L’elezione del nuovo presidente della Repubblica è vicina o ancora troppo lontana, a seconda dell’interlocutore. Tutti per prima cosa parlano delle elezioni amministrative del 3 e 4 ottobre che rischiano di essere una sconfitta per un centrodestra che tutti i sondaggi collocano sopra il 40 per cento alle prossime politiche. Quando le elezioni politiche saranno, però, è una delle variabili determinanti anche per valutare il miglior candidato da sostenere al Colle. Anzi, proprio la scelta del successore di Sergio Mattarella potrebbe causare la fine della legislatura e il ritorno alle urne.

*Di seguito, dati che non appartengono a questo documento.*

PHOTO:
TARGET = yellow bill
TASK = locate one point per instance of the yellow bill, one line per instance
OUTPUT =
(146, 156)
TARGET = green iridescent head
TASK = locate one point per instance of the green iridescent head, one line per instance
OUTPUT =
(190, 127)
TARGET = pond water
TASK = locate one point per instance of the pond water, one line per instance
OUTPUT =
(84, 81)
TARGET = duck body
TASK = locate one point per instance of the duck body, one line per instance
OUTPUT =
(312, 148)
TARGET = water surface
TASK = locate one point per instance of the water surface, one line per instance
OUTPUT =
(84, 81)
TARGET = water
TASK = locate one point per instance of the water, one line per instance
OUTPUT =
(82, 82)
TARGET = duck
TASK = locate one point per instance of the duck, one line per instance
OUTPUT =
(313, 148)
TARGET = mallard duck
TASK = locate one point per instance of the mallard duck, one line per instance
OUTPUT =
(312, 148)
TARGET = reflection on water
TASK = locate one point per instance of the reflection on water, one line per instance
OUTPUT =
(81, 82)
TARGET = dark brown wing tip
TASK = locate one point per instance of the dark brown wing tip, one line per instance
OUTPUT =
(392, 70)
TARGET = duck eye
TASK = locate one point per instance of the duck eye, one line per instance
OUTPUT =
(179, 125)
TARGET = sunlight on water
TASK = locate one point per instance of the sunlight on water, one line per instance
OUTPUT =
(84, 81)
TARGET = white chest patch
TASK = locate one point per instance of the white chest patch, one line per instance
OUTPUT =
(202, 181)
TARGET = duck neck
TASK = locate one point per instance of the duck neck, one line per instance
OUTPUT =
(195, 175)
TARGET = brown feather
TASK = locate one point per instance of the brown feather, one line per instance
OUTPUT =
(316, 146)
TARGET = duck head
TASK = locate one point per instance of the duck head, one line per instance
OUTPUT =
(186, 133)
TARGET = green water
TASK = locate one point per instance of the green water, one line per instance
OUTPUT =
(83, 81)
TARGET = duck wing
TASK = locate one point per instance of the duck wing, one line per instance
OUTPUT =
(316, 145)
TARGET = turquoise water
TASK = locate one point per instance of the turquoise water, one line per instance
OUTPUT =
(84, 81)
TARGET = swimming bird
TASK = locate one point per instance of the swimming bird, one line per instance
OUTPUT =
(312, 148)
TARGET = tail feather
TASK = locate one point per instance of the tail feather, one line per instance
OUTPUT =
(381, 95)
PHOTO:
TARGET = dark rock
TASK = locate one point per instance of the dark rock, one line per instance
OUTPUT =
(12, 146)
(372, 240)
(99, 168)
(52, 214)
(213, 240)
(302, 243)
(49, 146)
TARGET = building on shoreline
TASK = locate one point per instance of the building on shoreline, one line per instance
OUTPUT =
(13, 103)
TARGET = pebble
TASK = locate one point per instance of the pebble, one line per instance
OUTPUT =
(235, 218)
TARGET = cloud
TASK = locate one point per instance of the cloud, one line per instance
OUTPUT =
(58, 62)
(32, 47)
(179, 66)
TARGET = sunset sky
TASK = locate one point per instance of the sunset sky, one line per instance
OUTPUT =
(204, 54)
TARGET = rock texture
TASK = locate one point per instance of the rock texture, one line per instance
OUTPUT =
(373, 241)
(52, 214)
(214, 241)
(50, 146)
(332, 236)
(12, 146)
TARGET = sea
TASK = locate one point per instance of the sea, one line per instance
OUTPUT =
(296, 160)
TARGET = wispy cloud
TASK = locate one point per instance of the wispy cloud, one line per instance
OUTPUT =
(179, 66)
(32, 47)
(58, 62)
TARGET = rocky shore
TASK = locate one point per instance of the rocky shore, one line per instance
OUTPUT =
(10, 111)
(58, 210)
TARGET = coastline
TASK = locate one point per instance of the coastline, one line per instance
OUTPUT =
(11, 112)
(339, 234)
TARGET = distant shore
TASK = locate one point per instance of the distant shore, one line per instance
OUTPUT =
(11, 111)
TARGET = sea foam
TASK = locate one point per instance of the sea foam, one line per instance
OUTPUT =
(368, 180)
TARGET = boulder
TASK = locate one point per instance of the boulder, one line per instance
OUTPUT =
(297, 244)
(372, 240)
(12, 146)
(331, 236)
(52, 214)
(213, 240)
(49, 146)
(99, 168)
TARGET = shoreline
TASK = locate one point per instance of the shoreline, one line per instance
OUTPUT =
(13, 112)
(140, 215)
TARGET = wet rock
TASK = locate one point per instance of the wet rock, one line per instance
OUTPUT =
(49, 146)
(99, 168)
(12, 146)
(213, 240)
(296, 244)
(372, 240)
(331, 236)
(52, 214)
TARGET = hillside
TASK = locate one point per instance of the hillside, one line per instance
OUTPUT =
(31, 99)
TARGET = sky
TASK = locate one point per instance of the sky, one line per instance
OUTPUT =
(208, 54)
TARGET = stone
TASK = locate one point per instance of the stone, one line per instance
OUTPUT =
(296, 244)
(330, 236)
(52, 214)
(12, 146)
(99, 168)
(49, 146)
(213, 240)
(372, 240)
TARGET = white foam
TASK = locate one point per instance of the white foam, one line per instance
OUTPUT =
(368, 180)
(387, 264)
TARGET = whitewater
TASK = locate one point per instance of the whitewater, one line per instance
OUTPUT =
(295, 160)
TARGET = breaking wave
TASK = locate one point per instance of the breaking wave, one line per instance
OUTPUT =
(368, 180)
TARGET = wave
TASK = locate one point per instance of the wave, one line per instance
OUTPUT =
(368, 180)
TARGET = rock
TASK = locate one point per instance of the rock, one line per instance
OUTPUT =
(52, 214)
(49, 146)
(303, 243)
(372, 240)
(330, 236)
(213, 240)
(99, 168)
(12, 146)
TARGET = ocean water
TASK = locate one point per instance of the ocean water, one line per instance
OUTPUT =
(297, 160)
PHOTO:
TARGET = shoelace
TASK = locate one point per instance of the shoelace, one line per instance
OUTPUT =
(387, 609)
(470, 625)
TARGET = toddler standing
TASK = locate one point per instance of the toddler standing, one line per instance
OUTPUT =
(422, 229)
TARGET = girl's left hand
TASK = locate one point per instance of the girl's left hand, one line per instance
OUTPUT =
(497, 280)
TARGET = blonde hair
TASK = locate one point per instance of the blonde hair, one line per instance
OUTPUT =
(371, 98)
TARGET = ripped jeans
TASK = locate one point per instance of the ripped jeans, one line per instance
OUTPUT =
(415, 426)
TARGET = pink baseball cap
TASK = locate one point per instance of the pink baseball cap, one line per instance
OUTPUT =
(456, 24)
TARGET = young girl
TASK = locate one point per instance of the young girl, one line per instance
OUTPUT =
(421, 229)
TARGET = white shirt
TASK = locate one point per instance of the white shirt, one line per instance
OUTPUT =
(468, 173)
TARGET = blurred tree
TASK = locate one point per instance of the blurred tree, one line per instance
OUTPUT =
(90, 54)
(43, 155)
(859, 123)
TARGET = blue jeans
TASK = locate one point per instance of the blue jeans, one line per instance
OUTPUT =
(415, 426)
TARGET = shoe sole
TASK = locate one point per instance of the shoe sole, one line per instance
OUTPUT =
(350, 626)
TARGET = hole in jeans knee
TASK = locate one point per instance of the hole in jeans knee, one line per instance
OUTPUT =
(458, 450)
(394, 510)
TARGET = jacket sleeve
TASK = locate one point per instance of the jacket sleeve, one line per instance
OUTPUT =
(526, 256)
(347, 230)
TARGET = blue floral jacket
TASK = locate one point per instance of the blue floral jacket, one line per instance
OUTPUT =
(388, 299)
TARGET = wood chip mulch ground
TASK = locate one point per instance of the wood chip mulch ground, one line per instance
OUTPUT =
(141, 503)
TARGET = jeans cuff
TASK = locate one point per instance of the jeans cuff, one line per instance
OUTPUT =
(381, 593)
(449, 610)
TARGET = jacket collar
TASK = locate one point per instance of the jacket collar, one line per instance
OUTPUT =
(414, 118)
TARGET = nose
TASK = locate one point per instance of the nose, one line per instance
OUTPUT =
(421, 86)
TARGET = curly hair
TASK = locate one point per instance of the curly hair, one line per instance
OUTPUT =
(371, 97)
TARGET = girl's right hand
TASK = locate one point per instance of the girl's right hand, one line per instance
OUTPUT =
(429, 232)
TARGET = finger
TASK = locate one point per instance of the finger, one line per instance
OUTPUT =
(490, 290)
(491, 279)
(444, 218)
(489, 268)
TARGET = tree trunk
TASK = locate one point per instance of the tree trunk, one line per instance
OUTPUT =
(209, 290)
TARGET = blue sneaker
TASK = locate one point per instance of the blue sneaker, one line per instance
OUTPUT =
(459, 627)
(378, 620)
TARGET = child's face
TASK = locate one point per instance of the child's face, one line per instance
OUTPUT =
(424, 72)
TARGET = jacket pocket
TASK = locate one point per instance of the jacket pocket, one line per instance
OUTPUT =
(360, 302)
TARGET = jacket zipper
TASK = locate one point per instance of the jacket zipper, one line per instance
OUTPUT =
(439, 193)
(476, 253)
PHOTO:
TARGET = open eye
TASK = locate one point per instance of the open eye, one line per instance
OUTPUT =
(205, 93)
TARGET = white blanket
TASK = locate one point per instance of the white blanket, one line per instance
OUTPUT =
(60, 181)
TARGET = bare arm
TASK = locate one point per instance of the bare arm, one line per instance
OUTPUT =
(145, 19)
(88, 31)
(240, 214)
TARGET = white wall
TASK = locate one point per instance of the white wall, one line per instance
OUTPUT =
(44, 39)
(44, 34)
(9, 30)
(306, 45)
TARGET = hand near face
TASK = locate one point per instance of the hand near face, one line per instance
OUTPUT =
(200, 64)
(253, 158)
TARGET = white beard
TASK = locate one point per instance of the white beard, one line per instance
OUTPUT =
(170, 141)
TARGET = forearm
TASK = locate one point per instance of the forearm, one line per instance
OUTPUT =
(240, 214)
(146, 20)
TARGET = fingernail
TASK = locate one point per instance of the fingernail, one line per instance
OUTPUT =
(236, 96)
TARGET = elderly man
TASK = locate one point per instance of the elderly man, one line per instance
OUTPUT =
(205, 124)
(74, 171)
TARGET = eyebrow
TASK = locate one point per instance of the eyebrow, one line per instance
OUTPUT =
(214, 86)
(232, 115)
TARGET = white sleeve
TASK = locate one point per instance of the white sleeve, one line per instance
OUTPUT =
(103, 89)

A mantenere il tutto sospeso c’è un fattore esterno: se Mattarella desse il via libera per una sua rielezione, tutti i partiti convergerebbero su di lui. Se così non fosse, si aprono vari scenari.

Per seguire il filo logico dei posizionamenti di Forza Italia, Lega e Fratelli d’Italia bisogna prima di tutto fotografare l’emiciclo che si comporrà a febbraio 2022: l’aula della Camera in seduta comune sarà composta da deputati, senatori e dai delegati regionali. Numero complessivo, 1009 membri: 630 deputati, 321 senatori (inclusi i senatori a vita) e 58 delegati regionali. Sarà l’ultima assemblea della storia repubblicana a essere così numerosa: dopo il taglio del numero dei parlamentari, infatti, si ridurrà a 658.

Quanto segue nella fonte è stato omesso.